Each extract from the S3 hive follows the same pattern.  Unfortunately a bug in DuckDB prevented me from using a more efficient approach (copying directly from memory to file geodatabase) so I fell back to ArcPy.  Here is the cell that extracts address data - note the UNNEST operator that unpacks a struct.

 

print('Extracting Addresses starting at {}'.format(getNow()))
sql = """with address as (select id, unnest(addresses, recursive := true) from places_view where addresses is not null
and {}) select id, freeform, locality, postcode, region, country from address;""".format(whereExp)
relation = duckdb.sql(sql)
addresses = arcpy.management.CreateTable(out_path=r"/arcgis/Places.gdb",out_name="Addresses").getOutput(0)
arcpy.management.AddField(in_table=addresses,field_name="id",field_type="TEXT",field_length=40,field_is_nullable="NULLABLE",field_is_required="REQUIRED")
arcpy.management.AddField(in_table=addresses,field_name="freeform",field_type="TEXT",field_length=1000,field_is_nullable="NULLABLE",field_is_required="NON_REQUIRED")
arcpy.management.AddField(in_table=addresses,field_name="locality",field_type="TEXT",field_length=100,field_is_nullable="NULLABLE",field_is_required="NON_REQUIRED")
arcpy.management.AddField(in_table=addresses,field_name="postcode",field_type="TEXT",field_length=1000,field_is_nullable="NULLABLE",field_is_required="NON_REQUIRED")
arcpy.management.AddField(in_table=addresses,field_name="region",field_type="TEXT",field_length=100,field_is_nullable="NULLABLE",field_is_required="NON_REQUIRED")
arcpy.management.AddField(in_table=addresses,field_name="country",field_type="TEXT",field_length=2,field_is_nullable="NULLABLE",field_is_required="NON_REQUIRED")
print('Addresses table created at {}'.format(getNow()))
with arcpy.da.InsertCursor(addresses,["id","freeform","locality","postcode","region","country"]) as iCursor:
    row = relation.fetchone()
    i = 1
    if row:
        while row:
            if i % 10000 == 0:
                print('Inserted {} rows at {}'.format(str(i),getNow()))
            iCursor.insertRow(row)
            i+=1
            row = relation.fetchone()
del iCursor
print('Addresses table populated at {}'.format(getNow()))

 

You'll see I set specific field widths for text fields.  Common web formats (CSV, JSON, Parquet) don't let you tune data types like this but I like to do so.  However if you're sharp eyed you'll see the postcode field has a crazy width of 1000.  The pattern I settled on to determine field widths was to have a utility cell (in the download) in my notebook during construction which I used to explore the data.  I found maximum field sizes that way.  It turns out the crazy big postcode I found looks like a data error.

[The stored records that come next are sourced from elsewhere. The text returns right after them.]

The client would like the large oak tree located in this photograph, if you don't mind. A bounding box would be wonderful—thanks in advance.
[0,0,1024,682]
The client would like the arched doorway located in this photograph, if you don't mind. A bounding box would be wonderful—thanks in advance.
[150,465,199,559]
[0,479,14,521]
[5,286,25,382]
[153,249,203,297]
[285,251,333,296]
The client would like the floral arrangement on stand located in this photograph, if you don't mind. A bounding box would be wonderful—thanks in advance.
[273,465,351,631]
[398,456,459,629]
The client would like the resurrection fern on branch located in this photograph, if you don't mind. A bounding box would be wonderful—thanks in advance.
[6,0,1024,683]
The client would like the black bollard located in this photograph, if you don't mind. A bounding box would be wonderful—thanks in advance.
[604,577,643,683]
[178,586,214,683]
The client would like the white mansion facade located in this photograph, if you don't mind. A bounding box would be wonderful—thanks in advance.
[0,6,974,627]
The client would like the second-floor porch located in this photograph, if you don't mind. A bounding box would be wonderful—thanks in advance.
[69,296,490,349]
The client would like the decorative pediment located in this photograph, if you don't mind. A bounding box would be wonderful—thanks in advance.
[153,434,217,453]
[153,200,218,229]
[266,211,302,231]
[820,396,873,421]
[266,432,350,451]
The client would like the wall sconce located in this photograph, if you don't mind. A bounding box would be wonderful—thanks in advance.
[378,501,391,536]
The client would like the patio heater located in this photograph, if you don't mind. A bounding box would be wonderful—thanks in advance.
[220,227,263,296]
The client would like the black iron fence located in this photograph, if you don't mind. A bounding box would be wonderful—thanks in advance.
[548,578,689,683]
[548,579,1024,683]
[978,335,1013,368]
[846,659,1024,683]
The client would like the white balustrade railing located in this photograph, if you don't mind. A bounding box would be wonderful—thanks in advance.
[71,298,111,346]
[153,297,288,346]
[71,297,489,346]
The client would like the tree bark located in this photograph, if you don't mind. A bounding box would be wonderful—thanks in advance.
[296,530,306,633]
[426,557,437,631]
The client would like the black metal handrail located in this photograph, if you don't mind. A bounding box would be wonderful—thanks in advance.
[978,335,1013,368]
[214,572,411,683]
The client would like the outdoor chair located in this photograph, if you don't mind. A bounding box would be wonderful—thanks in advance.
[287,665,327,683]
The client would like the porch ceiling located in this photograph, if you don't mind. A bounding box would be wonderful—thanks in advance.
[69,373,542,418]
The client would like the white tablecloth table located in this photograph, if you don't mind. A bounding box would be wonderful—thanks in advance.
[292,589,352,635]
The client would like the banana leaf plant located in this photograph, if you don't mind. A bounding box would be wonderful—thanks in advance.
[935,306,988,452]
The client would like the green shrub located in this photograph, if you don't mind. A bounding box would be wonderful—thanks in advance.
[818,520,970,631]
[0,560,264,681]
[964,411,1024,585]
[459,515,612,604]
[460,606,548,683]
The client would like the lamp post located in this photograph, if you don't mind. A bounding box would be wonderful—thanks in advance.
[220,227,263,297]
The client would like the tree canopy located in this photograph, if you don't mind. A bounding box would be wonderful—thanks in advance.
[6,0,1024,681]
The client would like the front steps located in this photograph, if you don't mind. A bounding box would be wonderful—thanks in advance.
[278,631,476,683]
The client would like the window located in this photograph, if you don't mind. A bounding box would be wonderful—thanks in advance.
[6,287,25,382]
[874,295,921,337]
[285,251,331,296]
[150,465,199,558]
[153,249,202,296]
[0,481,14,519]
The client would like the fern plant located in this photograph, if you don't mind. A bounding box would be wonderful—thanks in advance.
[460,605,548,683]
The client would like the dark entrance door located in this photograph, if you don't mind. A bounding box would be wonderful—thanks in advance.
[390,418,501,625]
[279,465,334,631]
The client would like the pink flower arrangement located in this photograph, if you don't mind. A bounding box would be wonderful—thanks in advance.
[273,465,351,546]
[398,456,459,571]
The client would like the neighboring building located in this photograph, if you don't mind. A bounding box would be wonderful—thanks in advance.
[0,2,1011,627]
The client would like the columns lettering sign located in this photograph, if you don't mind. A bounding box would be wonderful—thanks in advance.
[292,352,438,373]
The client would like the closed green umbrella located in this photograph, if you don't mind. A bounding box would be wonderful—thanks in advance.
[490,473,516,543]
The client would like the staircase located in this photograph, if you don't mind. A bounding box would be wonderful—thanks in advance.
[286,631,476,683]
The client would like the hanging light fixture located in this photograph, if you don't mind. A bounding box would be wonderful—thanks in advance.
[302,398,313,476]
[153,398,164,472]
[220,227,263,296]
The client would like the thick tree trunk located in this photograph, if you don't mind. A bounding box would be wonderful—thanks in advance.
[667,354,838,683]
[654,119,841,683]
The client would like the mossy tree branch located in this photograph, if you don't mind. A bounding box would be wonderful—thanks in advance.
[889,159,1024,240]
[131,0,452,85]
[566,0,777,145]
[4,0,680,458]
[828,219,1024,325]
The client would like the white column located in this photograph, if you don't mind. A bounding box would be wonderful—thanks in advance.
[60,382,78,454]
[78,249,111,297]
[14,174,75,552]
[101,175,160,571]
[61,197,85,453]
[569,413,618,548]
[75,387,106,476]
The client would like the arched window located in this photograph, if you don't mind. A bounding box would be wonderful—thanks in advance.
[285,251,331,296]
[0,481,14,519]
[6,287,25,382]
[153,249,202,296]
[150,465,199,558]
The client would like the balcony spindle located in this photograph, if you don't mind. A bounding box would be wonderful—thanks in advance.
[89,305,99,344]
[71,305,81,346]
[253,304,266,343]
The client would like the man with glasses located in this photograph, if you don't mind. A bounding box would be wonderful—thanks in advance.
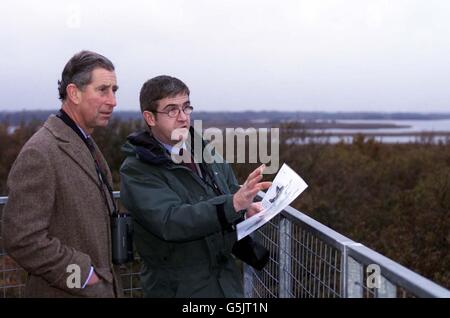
[120,76,270,298]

Likely Data ErrorLikely Data ErrorLikely Data Error

To go into production with this approach first figure out a query on extent or address fields (region, country) that works for you, then plug it into the notebook after sharing it to ArcGIS Online.  You'll need to supply your own credentials of course, and change target gis if you're using Enterprise for the output feature service.  To initialize the feature service, run the notebook manually down to the cell that zips up the working file geodatabase, download the zip file from the notebook and share it as an item and feature service, then plug in the item id.  Then at each Overture release, change the theme URL to match the release and refresh your service.

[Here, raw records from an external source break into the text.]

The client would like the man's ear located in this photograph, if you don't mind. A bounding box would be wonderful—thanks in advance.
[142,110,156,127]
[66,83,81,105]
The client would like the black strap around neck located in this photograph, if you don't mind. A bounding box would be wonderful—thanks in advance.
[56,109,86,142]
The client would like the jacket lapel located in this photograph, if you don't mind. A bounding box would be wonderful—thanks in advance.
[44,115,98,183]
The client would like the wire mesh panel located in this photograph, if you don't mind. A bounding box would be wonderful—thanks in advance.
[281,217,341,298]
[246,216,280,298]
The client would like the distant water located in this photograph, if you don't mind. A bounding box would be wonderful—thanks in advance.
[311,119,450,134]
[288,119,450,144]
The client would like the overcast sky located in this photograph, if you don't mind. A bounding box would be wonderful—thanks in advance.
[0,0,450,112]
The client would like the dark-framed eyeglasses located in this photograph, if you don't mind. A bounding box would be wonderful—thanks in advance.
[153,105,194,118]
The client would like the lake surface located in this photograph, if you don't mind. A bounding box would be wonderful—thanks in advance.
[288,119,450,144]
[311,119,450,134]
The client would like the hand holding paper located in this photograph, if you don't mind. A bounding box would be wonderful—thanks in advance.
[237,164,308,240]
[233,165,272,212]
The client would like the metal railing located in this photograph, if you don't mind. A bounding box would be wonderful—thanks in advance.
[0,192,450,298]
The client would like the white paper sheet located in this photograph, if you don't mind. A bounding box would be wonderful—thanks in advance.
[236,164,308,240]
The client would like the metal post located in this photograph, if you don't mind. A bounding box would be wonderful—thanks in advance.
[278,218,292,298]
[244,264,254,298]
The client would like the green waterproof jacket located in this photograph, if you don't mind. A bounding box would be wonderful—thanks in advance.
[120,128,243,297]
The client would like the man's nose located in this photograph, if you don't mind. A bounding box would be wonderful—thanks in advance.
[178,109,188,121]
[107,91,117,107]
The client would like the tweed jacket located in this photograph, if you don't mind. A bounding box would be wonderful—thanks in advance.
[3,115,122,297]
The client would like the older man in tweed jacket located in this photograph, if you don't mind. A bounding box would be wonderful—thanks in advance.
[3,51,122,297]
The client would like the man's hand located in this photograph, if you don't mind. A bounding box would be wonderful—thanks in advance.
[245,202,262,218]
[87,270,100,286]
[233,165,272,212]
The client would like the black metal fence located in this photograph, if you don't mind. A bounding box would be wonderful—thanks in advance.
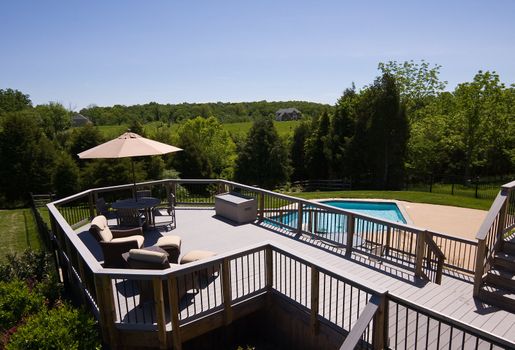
[405,174,514,200]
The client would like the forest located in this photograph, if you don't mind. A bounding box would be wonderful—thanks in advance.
[0,61,515,207]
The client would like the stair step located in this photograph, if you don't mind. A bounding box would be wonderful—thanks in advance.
[485,268,515,293]
[502,241,515,255]
[479,284,515,312]
[494,252,515,271]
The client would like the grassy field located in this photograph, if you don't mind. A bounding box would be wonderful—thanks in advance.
[288,191,493,210]
[223,120,300,137]
[0,209,41,260]
[98,120,300,139]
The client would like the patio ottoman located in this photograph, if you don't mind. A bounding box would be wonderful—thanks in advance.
[155,236,181,264]
[181,250,220,279]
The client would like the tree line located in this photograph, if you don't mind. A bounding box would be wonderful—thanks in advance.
[80,101,331,125]
[0,61,515,207]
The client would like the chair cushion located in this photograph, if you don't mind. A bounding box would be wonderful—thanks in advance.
[110,235,145,248]
[181,250,216,265]
[91,215,113,242]
[129,249,168,264]
[156,236,181,248]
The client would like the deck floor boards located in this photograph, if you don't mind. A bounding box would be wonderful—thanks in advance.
[79,209,515,348]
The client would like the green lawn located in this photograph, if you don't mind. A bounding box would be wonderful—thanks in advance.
[288,191,493,210]
[223,120,300,137]
[0,209,41,260]
[98,120,300,139]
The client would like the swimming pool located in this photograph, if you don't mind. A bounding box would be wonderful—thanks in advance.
[269,200,406,246]
[320,200,406,224]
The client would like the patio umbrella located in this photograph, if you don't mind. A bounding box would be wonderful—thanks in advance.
[78,132,182,198]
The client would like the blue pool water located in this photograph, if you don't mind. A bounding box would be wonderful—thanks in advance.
[321,201,406,224]
[270,200,406,246]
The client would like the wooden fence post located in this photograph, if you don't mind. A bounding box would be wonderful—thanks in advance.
[95,275,118,350]
[345,214,355,258]
[473,239,486,297]
[222,258,232,326]
[310,265,320,334]
[168,276,182,350]
[152,277,166,349]
[372,293,388,350]
[297,202,304,235]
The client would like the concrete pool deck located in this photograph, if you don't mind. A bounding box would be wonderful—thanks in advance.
[314,198,488,240]
[396,201,488,239]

To give you a feel for performance, it takes a few minutes for the S3 hive to be queried for each layer but the results write at tens of thousands of features per second.  It takes about 50 minutes for my test extent and data model, including overwrite of a target feature service.

Naturally, if the data schema changes or to support other Overture themes, you'll need to author notebook changes or new notebooks.  Do share!

I'm sure you'll agree that this is a powerful new paradigm that will change the industry.  I'm just following industry trends.  It will be fun to see if Parquet is what comes after the shapefile for data sharing.

The blog download has the notebook but not a file geodatabase (it's too big for the blog technology) but when you generate your own services don't forget the data license here.  Have fun!